In truth, to many fans Yamamoto remains a case of untested potential similar to the late Kevin Randleman but with a far more successful run in the fights he did have. But even as his abilities waned, Kid Yamamoto impacted the future of Japanese MMA even as it was entering a sleepy, post-PRIDE hibernation. Yamamoto had built his own gym to train on his own terms and as his own career wound down, successful youngsters began to trickle out of the small Yamamoto Sports Academy: the respectable Issei Tamura, the wily Kotetsu Boku, and the hot young prospect Yusuke Yachi to name a few. Kyoji Horiguchi was a quiet gym rat at the YSA through his teens, often found behind the front desk or teaching the kids wrestling classes, and now he is the best fighter Japan has perhaps ever produced. If you have any doubt of Yamamoto’s direct influence on Horiguchi, watch Horiguchi’s Shooto run wherein he looks the spitting image of Kid, leaping in behind lead hooks over and over again. Even years before Horiguchi began competing, Killer Bee gym (as it was in its previous incarnation) was the training grounds of the fearsome Akira Kikuchi—often regarded as one of the big “what ifs” of Japanese MMA. Yamamoto’s elder sister Miyuu and her son—Kid’s nephew, Erson, also fight out of the YSA. Rizin undoubtedly has a lot to thank Norifumi Yamamoto for, even if he never fought under their banner.

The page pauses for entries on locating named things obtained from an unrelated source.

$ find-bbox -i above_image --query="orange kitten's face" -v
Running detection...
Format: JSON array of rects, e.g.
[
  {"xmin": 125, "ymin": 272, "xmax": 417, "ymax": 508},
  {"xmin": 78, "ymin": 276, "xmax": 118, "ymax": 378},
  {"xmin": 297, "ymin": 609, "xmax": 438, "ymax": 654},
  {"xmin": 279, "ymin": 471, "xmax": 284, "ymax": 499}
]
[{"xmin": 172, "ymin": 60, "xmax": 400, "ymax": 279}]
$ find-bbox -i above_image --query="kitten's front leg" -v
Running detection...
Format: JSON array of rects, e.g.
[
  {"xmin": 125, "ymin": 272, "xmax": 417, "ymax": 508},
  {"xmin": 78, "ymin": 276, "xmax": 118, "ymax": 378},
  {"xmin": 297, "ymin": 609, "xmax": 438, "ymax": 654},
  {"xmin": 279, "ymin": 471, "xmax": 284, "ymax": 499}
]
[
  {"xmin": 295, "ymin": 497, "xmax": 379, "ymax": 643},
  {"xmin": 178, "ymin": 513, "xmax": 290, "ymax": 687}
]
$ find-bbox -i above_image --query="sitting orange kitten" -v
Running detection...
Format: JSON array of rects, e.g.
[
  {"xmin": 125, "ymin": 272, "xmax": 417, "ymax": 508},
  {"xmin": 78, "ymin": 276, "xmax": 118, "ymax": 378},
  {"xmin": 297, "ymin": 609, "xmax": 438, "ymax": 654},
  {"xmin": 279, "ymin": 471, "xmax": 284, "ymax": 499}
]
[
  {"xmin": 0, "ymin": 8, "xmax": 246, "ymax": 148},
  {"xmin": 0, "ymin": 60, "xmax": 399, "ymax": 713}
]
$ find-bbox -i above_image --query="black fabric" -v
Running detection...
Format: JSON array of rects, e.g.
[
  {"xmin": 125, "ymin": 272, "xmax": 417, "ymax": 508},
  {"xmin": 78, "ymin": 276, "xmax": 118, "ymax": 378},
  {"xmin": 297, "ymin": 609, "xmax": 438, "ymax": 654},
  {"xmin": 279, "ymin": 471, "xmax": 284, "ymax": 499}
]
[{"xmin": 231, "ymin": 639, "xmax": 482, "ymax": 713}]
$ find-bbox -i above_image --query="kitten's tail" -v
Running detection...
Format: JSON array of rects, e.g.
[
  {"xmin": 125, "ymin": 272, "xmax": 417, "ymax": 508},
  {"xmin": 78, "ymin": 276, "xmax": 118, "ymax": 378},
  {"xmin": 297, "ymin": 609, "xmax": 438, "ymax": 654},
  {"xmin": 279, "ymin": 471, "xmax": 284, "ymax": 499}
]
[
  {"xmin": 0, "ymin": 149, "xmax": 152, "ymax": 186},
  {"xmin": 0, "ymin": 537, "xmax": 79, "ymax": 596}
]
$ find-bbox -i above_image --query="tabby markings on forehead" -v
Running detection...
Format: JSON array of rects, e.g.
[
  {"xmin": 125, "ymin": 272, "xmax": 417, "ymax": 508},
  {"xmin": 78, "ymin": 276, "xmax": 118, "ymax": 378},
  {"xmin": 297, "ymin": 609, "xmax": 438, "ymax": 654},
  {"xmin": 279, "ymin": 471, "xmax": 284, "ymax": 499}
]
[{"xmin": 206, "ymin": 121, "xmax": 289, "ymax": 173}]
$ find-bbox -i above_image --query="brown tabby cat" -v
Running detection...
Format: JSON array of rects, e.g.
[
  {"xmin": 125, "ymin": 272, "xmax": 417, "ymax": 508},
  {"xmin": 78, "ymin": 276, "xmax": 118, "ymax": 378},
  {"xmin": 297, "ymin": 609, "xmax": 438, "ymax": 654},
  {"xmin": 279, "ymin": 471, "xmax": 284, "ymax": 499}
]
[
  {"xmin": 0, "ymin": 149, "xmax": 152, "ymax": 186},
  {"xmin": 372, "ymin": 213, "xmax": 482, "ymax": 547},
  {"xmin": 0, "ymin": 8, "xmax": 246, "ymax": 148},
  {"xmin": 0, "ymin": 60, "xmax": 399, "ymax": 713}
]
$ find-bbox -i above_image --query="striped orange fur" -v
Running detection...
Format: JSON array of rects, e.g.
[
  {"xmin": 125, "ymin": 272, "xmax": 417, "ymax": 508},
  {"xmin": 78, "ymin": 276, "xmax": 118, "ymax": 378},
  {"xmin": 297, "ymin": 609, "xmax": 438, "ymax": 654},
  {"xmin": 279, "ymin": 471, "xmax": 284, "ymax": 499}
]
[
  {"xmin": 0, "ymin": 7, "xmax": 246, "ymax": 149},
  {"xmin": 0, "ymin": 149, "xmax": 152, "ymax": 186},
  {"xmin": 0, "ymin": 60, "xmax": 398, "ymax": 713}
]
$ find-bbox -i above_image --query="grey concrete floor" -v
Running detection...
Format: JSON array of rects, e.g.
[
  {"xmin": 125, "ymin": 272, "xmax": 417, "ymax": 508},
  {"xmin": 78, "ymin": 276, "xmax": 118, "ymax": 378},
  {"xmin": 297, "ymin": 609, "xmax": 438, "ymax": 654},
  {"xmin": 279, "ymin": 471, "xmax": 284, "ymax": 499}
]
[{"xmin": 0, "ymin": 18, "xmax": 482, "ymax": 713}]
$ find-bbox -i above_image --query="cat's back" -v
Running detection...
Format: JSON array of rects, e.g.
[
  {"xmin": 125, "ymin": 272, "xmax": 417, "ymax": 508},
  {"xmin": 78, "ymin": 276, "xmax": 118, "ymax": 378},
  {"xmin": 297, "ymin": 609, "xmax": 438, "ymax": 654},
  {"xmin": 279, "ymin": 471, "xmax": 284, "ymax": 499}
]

As he became more of an occasional competitor, Yamamoto also continued to explore his love of art and tattoos, coming into each bout more beautifully decorated than the last, with stunning shorts to match. In a sport full of atrocious ink with almost half of the fighters you see having their own name tattooed across their back lest they forget, Yamamoto’s ink stood out as genuine art. Strangely enough Yamamoto also began working on a curry restaurant in his semi-retirement, hilariously named Curry Shower, but just as the Kid was starting his second act he was cut down by cancer.
For the past few years, we have all been writing about Kid Yamamoto as an old man because in the fight game he was. One of the guilty pleasures of any fight writer is cracking wise about "old timers" and then being forced to eat crow if they can turn back the clock for one night. That’s the way it is supposed to be: 40-year-old men aren’t supposed to be able to keep up with 25-year-old kids. The heartbreaking thing is that in any other way of looking at it, in any other aspect of life, Kid Yamamoto was not an old man. He wasn’t even middle aged. The name ‘Kid’ had started to seem silly by the time Yamamoto hit 30, but to Miyuu Yamamoto he was still just her little brother, and to Ikuei Yamamoto, I’m sure Norifumi was still his baby boy.